Hutchens Investment Management: “Odds and Ends”

 
CONCORD, N.H. - April 30, 2013 - PRLog -- As we move beyond earnings season the results are better-than-expected for 1Q2013, said David Minor of Hutchens Investment Management.

According to Bespoke Investment Group, of the 805 companies reporting 59% have “beat” analysts’ consensus earnings estimates.  Although near the lows for the current bull market, the percentage has risen over the past few weeks.  The revenue beat rate at 49% remains low going back to 4Q2001 with only four quarters below the current level.  Despite the mediocrity of the earnings and revenues, the S&P 500 index is up 2.7% since April 5th.  Guidance for 2Q2013 remains at best subdued, but more often negative.  Why then is the stock market, long believed to be a discounting mechanism, not more reflective of future quarterly earnings, falling revenues, and a softening economic environment?  

We mentioned prior to earnings season that it may be a “shootout” between lackluster earnings and guidance versus the obvious liquidity benefits of Quantitative Easing (QE).  Although a lagging indicator, the most recent GDP data confirmed the slowdown in 1Q2013.  Without a reversal to an inventory buildup, the GDP data mirrors the minimal growth experience in 4Q2012.  The stock market has not reacted as would have been expected of the weak economic data released over the past two months.  QE by the Fed continues unabated, purchasing monthly approximately $85 billion of mortgage bonds and Treasuries.  The Fed balance sheet has swelled to $3.2 trillion and at the current rate will reach $4 trillion by year-end 2013.  Internationally, Japan recently embarked on “Abenomics,” a stimulus package focusing on sharply increasing money supply and broadening the range of assets the Bank of Japan will purchase.  Abenomics by any other name is QE.  Since the beginning of the year, the Nikkei 225 has risen 36.6%, so much for earnings and the economy.  It would seem that QE wins the “shootout.”
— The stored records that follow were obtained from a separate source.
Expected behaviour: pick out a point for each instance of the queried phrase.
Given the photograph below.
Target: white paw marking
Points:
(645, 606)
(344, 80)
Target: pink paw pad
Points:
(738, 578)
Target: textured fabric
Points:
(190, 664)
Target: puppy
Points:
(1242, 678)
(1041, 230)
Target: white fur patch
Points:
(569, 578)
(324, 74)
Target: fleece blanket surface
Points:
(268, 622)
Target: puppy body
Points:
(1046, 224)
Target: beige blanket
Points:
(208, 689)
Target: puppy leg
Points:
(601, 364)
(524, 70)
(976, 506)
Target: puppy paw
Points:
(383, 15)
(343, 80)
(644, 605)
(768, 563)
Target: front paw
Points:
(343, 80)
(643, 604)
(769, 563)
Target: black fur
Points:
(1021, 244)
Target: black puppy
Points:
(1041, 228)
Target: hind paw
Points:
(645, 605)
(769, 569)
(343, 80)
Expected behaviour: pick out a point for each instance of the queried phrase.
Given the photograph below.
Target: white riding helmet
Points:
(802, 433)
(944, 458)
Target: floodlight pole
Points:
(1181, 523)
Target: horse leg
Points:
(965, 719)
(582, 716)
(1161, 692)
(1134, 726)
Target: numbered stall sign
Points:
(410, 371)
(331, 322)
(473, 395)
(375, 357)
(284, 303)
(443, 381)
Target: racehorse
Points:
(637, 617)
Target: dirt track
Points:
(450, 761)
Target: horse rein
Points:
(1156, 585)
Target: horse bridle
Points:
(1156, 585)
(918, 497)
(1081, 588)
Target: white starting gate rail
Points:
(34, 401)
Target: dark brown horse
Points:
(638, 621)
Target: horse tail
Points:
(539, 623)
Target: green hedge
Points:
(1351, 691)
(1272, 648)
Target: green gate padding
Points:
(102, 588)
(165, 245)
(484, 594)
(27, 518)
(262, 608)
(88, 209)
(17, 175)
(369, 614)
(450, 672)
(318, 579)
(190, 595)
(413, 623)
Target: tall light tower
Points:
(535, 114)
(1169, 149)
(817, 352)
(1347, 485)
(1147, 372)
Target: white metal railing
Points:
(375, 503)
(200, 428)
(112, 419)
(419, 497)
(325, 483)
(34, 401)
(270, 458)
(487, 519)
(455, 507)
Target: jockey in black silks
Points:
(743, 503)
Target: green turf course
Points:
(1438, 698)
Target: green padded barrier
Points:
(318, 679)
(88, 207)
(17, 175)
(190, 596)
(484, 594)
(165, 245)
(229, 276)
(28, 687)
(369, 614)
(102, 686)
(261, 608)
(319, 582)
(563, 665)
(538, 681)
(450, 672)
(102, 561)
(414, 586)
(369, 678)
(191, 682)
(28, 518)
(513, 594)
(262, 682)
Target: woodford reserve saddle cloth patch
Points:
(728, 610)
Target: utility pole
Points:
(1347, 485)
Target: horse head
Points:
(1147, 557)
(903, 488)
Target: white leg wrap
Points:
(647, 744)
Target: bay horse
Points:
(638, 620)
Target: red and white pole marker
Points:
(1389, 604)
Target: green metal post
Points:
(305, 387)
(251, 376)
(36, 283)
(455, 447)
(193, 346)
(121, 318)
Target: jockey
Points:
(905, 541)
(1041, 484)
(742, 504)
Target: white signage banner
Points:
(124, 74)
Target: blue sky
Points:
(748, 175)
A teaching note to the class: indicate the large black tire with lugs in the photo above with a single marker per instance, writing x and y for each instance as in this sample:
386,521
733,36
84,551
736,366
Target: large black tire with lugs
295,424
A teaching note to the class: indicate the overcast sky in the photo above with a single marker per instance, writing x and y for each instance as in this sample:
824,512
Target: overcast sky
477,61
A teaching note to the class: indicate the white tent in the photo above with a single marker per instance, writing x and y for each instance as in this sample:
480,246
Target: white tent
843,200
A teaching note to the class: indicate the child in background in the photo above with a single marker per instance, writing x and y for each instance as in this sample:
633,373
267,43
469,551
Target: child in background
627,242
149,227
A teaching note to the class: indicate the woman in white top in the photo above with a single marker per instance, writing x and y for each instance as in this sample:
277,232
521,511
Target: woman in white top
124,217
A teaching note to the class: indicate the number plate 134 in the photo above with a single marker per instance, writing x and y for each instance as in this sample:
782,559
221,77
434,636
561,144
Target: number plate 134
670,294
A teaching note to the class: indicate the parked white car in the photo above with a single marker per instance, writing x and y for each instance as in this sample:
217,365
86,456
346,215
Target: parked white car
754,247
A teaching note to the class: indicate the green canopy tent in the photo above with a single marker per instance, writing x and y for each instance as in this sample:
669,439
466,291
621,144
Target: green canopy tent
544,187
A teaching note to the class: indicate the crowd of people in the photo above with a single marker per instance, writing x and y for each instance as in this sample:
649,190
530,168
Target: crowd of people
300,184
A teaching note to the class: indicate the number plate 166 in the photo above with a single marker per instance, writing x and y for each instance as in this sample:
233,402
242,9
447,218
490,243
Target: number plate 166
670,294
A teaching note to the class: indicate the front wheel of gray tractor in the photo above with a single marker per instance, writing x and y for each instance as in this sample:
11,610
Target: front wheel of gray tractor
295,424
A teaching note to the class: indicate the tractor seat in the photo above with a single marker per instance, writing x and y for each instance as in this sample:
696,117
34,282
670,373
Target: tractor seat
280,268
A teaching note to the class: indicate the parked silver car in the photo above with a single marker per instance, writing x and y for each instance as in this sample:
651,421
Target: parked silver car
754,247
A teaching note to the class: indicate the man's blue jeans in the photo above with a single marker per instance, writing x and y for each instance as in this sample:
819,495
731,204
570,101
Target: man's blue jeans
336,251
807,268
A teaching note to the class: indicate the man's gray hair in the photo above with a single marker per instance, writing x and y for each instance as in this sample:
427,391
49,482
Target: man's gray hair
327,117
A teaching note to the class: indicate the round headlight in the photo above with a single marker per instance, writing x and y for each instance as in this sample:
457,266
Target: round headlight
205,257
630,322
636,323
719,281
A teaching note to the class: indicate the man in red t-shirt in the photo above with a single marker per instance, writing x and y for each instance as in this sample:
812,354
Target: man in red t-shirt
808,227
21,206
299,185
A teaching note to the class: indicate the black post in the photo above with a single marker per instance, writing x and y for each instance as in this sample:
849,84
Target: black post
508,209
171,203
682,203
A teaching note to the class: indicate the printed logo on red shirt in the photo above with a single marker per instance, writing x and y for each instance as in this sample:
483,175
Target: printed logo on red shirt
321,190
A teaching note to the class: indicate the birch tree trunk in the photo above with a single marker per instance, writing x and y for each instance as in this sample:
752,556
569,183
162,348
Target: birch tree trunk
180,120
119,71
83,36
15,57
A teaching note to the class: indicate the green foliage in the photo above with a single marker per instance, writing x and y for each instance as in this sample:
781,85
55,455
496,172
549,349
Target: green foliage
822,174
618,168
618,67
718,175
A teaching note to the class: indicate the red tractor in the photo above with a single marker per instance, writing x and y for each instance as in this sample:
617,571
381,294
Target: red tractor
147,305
The bright spot in the US economy is housing.  Single-family home prices rose more than expected in February.  The widely followed S&P/Case-Shiller Composite Index of 20 metropolitan areas gained a seasonally adjusted 1.2% over January, beating estimates by 0.9 percentage points.  This index rose 9.3% year-over-year, the largest 12-month increase since May 2006.  Inventory levels at 4.4 month supply are contributing to the price rise but also a limiting factor for overall home sales. The current high affordability level is a major contributor to home sales.  In March, new home sales were 18.5% higher than during the same period a year ago.  Month-to-month existing home sales declined slightly in March 2013, but rose 10.3% over the prior year level.  For those who had been looking for the double-dip in real estate, the current situation looks like a bubble, which means we have much further to go in the housing market.  In conclusion, a combination of slow economic growth, neutral to slightly positive earnings, and a large dose of QE seems the right environment for equities.

Our investment strategy is a full position in equities.  The recent run-up since the beginning of the year and a more bullish sentiment for equities opens the possibility of a correction.  However, the impact of Fed expansionary policy on asset values has more than offset any correction to date.  Longer term earnings growth should rebound later in the year and along with a dose of inflation may be the ultimate catalyst for a sustainable bull market and deficit reduction.